When I finished my debut novel, The Last Dawn, I had no idea it would start a series, or even that I wanted it to. The ending I wrote did imply another book, but I blithely moved on to another project altogether. So it was no small surprise when my agent said she would not even shop the first novel unless I had a detailed synopsis for a sequel.

What to do? I knew only that I did not want to tame my badly wounded, occasionally out-of-control protagonist, Capt. Ajax Montoya. So rather than a plot per se, I searched for an opening that would bury the character in a morass of despair from which he’d have to climb before plunging into the chaos of the mystery at the heart of the story.

The first book was set in Nicaragua during the “bloody ’80s”—the revolutions, counterrevolutions, and civil wars that turned Central America into a graveyard. I had lived there as a freelance journalist for three years during this period, but, strangely, it had been a safe place, at least for foreigners. Neither the leftist Sandinistas nor the CIA-backed Contra rebels had any stake in killing Americans. El Salvador, on the other hand, was a truly frightening place—packed to the rafters with the dead and disappeared. I never liked working there and never went unless sent. Its right-wing government was controlled by the very people who—if they did not invent the term death squad—perfected the art of it. After the Marxist rebels they were fighting, the government and army counted journalists as some of their greatest foes, killing six of my colleagues over one horrible weekend in 1989. (I escaped unscathed, but over my shoulder, as I write this at my desk, there is a framed copy of the release form I was issued after being arrested there during a rebel offensive for “suspected collaboration with the terrorist forces of this country... the merits of which were not found to warrant further action.”)
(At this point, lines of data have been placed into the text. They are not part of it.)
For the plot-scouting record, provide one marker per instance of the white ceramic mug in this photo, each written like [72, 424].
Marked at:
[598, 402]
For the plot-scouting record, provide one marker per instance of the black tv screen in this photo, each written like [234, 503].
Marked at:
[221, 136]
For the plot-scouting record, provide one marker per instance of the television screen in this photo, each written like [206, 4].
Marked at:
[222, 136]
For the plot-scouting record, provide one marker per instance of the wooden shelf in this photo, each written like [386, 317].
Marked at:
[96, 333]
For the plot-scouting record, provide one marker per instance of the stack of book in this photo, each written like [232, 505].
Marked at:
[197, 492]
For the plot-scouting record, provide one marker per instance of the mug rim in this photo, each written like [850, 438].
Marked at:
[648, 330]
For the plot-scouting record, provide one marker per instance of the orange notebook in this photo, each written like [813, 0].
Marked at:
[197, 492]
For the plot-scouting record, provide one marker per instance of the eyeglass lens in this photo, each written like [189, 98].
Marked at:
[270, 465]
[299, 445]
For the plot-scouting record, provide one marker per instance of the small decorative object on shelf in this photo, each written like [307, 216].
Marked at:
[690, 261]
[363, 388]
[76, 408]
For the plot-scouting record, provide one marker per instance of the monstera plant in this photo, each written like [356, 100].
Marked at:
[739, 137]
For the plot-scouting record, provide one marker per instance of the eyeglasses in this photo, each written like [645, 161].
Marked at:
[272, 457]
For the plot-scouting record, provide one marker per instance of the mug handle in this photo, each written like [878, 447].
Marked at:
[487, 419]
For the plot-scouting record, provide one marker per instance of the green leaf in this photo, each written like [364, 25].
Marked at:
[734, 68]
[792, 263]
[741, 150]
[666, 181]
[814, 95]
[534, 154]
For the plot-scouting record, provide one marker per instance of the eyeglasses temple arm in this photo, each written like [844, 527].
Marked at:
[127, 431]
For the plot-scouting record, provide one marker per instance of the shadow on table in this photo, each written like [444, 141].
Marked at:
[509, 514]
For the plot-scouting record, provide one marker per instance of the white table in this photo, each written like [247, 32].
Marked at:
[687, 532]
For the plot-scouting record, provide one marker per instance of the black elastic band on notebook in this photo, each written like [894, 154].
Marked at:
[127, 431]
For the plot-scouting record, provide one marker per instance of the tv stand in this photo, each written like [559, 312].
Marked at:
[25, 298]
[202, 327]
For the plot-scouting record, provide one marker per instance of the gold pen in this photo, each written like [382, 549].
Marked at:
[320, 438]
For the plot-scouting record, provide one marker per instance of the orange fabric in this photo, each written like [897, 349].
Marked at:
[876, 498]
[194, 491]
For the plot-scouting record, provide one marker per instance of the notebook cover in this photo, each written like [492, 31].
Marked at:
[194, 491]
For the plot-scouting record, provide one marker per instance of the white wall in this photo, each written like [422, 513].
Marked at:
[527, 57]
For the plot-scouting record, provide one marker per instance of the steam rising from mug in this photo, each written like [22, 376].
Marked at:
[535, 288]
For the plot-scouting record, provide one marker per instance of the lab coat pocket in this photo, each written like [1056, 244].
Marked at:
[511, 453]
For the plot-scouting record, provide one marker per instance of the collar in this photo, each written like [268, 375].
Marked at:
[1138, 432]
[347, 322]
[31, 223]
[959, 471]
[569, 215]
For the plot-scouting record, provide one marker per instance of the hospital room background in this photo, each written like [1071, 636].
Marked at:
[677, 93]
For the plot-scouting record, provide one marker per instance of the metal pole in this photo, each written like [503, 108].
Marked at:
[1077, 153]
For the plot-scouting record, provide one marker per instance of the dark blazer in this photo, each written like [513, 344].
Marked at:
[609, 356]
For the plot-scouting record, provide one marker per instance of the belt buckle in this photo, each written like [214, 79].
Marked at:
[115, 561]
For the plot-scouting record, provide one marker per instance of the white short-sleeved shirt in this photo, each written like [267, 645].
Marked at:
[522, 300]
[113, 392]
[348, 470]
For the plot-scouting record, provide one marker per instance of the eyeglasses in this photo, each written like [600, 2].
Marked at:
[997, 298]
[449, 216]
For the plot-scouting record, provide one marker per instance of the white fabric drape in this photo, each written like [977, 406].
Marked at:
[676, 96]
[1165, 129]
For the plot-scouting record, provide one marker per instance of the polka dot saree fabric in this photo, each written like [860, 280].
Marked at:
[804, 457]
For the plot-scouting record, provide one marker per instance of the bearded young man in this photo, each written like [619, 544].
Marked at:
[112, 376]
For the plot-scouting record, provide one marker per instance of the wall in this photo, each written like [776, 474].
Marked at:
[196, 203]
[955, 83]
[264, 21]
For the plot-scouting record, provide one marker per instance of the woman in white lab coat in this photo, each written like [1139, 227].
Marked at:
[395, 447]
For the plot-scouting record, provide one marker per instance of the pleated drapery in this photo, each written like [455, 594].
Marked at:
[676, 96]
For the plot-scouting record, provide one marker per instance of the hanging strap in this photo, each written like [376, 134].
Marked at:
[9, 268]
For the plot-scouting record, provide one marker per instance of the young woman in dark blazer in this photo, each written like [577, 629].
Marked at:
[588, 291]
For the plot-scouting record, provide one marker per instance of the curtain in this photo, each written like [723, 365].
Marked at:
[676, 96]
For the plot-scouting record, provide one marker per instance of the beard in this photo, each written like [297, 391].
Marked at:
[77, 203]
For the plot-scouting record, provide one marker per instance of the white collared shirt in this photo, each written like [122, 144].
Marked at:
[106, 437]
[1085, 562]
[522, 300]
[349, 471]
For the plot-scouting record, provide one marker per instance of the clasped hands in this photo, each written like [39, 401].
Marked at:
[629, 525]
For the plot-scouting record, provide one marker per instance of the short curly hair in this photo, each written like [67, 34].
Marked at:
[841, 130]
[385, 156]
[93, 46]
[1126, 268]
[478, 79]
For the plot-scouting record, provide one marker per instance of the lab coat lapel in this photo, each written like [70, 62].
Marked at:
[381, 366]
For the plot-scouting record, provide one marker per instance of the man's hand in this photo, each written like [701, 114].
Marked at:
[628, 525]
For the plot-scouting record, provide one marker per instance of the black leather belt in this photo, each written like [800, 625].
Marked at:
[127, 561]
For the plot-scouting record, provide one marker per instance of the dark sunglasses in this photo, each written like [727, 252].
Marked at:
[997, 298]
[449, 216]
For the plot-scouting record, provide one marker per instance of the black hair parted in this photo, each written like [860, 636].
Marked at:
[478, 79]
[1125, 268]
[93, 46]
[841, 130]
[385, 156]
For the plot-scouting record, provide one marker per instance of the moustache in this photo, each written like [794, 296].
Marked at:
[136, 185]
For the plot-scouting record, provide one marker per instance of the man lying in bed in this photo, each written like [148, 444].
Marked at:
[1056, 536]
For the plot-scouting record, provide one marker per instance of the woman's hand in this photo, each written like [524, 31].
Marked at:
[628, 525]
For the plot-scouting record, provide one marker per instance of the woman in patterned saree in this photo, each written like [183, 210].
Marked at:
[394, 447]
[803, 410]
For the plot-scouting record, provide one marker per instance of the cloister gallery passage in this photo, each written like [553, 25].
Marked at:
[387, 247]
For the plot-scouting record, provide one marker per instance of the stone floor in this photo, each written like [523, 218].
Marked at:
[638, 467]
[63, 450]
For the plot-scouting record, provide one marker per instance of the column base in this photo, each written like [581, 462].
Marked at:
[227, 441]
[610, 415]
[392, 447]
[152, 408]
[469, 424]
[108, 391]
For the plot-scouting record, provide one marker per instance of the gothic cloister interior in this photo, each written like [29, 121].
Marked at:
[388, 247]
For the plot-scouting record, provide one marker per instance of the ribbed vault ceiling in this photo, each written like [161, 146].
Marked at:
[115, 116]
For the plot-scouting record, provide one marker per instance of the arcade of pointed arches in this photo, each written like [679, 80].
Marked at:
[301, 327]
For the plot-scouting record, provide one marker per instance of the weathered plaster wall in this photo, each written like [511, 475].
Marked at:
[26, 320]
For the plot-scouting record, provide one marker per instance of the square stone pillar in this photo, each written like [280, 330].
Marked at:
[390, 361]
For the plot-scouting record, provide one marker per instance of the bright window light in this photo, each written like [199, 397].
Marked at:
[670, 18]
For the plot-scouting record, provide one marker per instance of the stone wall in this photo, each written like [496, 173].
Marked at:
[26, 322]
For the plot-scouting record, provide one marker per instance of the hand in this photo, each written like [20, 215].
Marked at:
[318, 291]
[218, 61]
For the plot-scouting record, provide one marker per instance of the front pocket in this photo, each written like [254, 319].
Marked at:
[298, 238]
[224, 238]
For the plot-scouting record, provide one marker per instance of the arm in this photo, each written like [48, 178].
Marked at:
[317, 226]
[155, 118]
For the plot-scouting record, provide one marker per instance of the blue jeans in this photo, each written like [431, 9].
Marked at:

So El Salvador in 1989 was the right place to set the next novel—a country caught up in a civil war that seemed more like full-blown psychosis than a conflict. And a place in which even my battle-hardened hero fears to tread, though against all advice he purses justice for a killing no one cares about.

These circumstances allow Ajax to exert the one characteristic all detectives—no matter how flawed—have in common, and for which readers and writers admire them so: an unfailing moral compass.